La versión que comenzó a circular —primero en columnas nacionales y después confirmada por filtraciones internas— revela algo más profundo que un simple relevo partidista: en Palacio Nacional se analiza seriamente el regreso de Mario Delgado a la dirigencia nacional del partido.

2- No es un cambio administrativo.

Es una señal de crisis.

Cuando un movimiento que presume hegemonía necesita recurrir al pasado para sostener el presente, significa que el futuro se le está desmoronando en las manos.

El partido de la unidad… que se despedaza

Hoy Morena vive lo que todo partido dominante inevitablemente termina viviendo: la lucha por la herencia.

3- Ya no hay adversarios externos suficientes.

El enemigo está dentro.

Grupos enfrentados, tribus en guerra, operadores que se espían entre sí, funcionarios que se acusan mutuamente desde oficinas gubernamentales. La rebelión de cuadros internos —desde el aparato educativo hasta las estructuras territoriales— exhibe lo que durante años se negó: Morena no es un movimiento, es una coalición temporal de ambiciones.

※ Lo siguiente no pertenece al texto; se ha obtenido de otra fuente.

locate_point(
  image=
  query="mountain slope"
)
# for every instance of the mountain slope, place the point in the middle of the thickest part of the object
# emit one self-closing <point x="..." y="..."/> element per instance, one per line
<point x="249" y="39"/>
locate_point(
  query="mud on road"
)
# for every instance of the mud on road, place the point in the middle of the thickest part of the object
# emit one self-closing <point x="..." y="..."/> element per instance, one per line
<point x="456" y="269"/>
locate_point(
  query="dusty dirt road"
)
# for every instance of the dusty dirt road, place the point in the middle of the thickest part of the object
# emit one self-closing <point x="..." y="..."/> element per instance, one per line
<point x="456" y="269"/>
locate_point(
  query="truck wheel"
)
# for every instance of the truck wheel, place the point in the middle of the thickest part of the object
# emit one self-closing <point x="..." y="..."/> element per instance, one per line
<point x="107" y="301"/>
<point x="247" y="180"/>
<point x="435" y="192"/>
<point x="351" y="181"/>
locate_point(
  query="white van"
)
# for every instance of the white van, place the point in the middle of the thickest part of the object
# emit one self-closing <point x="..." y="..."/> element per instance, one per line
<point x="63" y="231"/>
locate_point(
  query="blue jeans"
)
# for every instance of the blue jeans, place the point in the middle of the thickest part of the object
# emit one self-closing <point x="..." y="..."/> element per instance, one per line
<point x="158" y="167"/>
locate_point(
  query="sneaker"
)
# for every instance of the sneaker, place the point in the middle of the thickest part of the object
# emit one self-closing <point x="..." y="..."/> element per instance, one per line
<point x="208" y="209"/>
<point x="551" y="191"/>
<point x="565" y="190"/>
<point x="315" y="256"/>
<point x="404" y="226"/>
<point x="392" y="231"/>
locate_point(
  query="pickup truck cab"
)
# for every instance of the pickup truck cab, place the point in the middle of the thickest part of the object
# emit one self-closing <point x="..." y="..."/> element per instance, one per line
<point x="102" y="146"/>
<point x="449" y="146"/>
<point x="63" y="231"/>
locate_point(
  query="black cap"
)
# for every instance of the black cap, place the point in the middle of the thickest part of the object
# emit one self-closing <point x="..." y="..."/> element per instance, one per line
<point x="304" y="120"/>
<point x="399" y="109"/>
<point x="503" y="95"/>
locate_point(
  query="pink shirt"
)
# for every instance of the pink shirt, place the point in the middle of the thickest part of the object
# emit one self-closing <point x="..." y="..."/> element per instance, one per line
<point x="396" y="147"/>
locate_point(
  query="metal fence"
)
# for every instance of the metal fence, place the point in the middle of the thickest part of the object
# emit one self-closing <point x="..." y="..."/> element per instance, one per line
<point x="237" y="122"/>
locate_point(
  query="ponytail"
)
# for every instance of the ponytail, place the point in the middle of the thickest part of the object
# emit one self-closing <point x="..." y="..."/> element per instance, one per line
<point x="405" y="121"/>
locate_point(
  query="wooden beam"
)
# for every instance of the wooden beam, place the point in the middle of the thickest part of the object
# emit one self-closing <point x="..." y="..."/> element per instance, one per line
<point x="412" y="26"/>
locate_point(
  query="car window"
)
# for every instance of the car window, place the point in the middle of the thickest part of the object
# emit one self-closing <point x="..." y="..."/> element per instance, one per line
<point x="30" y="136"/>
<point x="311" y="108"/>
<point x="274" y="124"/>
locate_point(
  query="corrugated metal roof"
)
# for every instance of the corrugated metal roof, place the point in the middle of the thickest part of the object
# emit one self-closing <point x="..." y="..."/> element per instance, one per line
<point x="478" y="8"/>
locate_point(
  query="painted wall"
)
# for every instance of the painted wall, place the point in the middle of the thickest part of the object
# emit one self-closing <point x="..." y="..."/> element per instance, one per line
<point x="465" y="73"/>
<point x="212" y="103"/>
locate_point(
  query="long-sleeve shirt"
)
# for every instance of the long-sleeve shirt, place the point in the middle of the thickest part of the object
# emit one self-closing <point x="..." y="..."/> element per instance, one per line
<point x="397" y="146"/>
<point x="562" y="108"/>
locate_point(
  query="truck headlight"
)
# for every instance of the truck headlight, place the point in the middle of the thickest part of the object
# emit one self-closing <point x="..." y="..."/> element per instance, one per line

El obradorismo funcionaba porque había un árbitro incuestionable.

Sin árbitro, aparece la naturaleza real del poder.

4- El regreso del operador

La posible vuelta de Mario Delgado no sería nostalgia política.

Sería cirugía de emergencia.

Él fue el arquitecto electoral de la expansión territorial del partido: gubernaturas, Congreso y Presidencia. El operador capaz de alinear intereses incompatibles bajo una sola marca.

Por eso lo consideran.

Pero también por eso sería un riesgo.

Porque traer de regreso al operador implica aceptar que la dirigencia actual perdió control del partido. Y cuando un régimen reconoce que perdió control de su propia estructura, el problema ya no es interno: es estructural.

5- Washington observa

El contexto internacional agrava todo.

Estados Unidos cambió su doctrina de seguridad: financiamiento criminal equivale a terrorismo.

Bajo ese nuevo paradigma, cualquier investigación abierta contra actores políticos mexicanos deja de ser un expediente diplomático para convertirse en asunto de seguridad nacional.

En ese escenario, Morena enfrenta un dilema delicado:

* Si no controla sus facciones → se fractura

* Si las controla con figuras polémicas → se expone

Es la trampa del poder absoluto: cada solución acelera el problema.

6- La pedagogía del poder

El episodio educativo reciente —sublevaciones internas, acusaciones públicas y disputas ideológicas— terminó por revelar algo mayor: el proyecto dejó de ser político para convertirse en doctrinal.

Cuando un gobierno intenta uniformar pensamiento, necesita disciplina interna total.

Pero la disciplina no se decreta: se negocia.

Y Morena ya no negocia; compite consigo mismo.

7- El principio del fin

Los partidos mueren de dos maneras:

por derrota electoral… o por victoria prolongada.

La oposición no está derrotando a Morena.

Morena está derrotando a Morena.

El regreso de su antiguo operador sería la confesión involuntaria de que el movimiento dejó de ser movimiento para convertirse en aparato. Y los aparatos, cuando empiezan a girar sobre sí mismos, terminan triturando a sus propios cuadros.

El poder que no admite pluralidad termina generando facciones.

Las facciones generan paranoia.

Y la paranoia destruye proyectos históricos.

Morena enfrenta hoy su paradoja:

ganó el país… pero perdió la cohesión.

Y cuando un partido necesita salvarse de sí mismo, la alternancia deja de ser una amenaza.

Se vuelve una consecuencia inevitable.